Intervention de Robert Ophèle

Réunion du mercredi 25 janvier 2023 à 9h05
Commission des finances, de l'économie générale et du contrôle budgétaire

Robert Ophèle :

Vos questions sont très précises et appelleraient des réponses très longues.

La comptabilité doit traduire la réalité économique de l'activité. C'est sa fonction première, qui n'est déjà pas simple. La coordination avec l'approche fiscale vient ensuite. Elle est cruciale, car l'impôt est calculé sur la base du résultat qui figure dans les comptes sociaux. Il existe environ 190 différences entre les approches fiscale et comptable. Il faut regarder de près ce que l'on peut faire pour améliorer la situation, mais chacun a sa responsabilité. La responsabilité comptable consiste à refléter la réalité économique – ce qui va parfois très au-delà du simple aspect financier. La dette écologique et la dette sociale sont des aspects qui doivent être pris en compte, car ils font partie de cette réalité. L'approche fiscale est différente.

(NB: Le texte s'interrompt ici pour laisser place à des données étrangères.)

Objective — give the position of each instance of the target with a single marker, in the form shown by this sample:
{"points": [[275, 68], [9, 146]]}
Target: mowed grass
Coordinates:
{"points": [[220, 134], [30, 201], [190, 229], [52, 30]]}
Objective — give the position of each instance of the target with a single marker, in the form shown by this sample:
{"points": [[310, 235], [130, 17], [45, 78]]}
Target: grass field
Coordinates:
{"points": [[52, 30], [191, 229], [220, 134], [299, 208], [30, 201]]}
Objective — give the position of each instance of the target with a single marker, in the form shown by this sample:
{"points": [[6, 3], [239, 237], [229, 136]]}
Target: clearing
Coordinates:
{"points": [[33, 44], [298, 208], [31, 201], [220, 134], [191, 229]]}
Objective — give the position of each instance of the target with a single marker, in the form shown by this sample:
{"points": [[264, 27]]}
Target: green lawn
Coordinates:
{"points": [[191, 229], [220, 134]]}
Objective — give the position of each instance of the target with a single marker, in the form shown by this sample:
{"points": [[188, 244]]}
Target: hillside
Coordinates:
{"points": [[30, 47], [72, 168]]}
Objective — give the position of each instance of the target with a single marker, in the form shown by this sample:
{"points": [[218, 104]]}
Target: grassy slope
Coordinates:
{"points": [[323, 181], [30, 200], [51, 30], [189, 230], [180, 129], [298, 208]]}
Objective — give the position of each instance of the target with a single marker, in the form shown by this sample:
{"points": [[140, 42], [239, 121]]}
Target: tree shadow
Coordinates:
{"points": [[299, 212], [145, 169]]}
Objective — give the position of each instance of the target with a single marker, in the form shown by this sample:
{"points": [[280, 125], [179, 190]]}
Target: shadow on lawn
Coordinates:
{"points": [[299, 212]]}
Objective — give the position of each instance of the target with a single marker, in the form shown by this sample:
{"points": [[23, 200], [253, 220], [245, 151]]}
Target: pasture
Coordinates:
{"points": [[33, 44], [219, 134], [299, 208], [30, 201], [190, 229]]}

La difficulté d'application du taux d'imposition minimum réside dans le fait que les approches fiscales sont très variables selon les pays. Aucun État ne calcule les impôts des entreprises en se fondant exclusivement sur les normes IFRS ; chacun a sa propre approche. Il est donc extraordinairement difficile de se repérer dans cet univers complexe.

Mais la boussole de l'ANC doit être la réalité économique. Elle est différente selon la taille de l'entreprise, et parfois aussi selon les pays.

Dans un certain nombre de cas, les normes comptables sont procycliques. C'est, par définition, un peu le cas lorsqu'on provisionne quand la situation est mauvaise. C'est la raison pour laquelle le président de l'ANC est membre du Haut Conseil de stabilité financière (HCSF), qui doit prendre en compte la dimension comptable dans ses analyses. La voix de l'ANC est importante dans cette enceinte.

L'ISSB dévoilera en mars ses normes sur les informations à fournir relatives au changement climatique. Nous pourrons alors revenir sur le sujet. L'approche retenue consiste à dire que ces normes formeront une base, sur laquelle les États qui sont plus avancés dans ce domaine pourront ajouter des éléments. Il faudra vérifier cette base, mais le respect des normes comptables extra-financières européennes, plus complètes, devrait emporter automatiquement celui des normes ISSB. Nous espérons que de nombreux États adopteront ces normes ISSB, car elles fourniraient un socle commun. Telle est l'ambition et nous verrons rapidement si elle est suivie d'effets.

La recherche a été évoquée à plusieurs reprises. En fait, l'ANC n'effectue pas directement des travaux de recherche. Elle a pour mission de les stimuler et d'exercer un effet de levier sur les capacités de recherche de la place. Je reconnais que les 100 000 euros consacrés par l'ANC à cette tâche sont peut-être un peu insuffisants. Il faudra en faire le meilleur usage et peut-être les augmenter.

Certains ont évoqué le fait qu'avec cette nomination je siégerai au collège de l'AMF alors que j'en suis l'ancien président. Je crois qu'il s'agit avant tout d'une question de comportement. Si vous acceptez ma nomination, je participerai aux travaux du collège de l'AMF en tant que président de l'ANC et en aucun cas en tant qu'ancien président de l'AMF. L'ANC a son mot à dire dans cette instance et la collaboration entre les deux autorités est très importante. L'AMF joue un rôle de leader en ce qui concerne les entreprises cotées, mais l'ANC porte la voix de la France aux niveaux européen et international. Son périmètre de responsabilités va très au-delà des seules très grandes entreprises cotées. Je m'attacherai, bien entendu, à rester dans le rôle de président de l'ANC et je n'irai pas sur un terrain qui n'est plus le mien.

Je ne suis pas certain que les commissaires aux comptes et les experts-comptables remplissent exactement les mêmes missions et prennent les mêmes engagements. Cela étant, procéder à une éventuelle fusion de ces professions est leur affaire.

L'ANC n'est en aucun cas placée sous l'autorité de la Banque de France, mais ce n'est pas non plus une autorité administrative indépendante (AAI), ni une autorité publique indépendante (API). Seul le collège de l'ANC et son président sont indépendants ; les services de l'ANC relèvent du ministère de l'économie et des finances. Mon opinion n'est pas arrêtée sur cette question, mais l'ANC n'est pas un superviseur et elle ne dispose pas de pouvoir de sanction. Cela n'appelle donc pas le même type d'organisation que pour une autorité comme l'AMF ou l'ACPR.

L'ANC procède à des analyses et fixe des normes. Pour ce faire, elle doit être à l'écoute de toutes les parties prenantes que sont les entreprises – grandes ou petites –, les réviseurs de compte, les investisseurs, la société civile et le Parlement. Il s'agit de savoir quelles informations leur sont nécessaires.

Je vais m'arrêter là, car je dois me rendre au Sénat. Je n'ai malheureusement peut-être pas répondu à toutes vos questions, mais si ma nomination est confirmée je suis bien entendu à la disposition de la commission et de ses membres pour poursuivre ces échanges.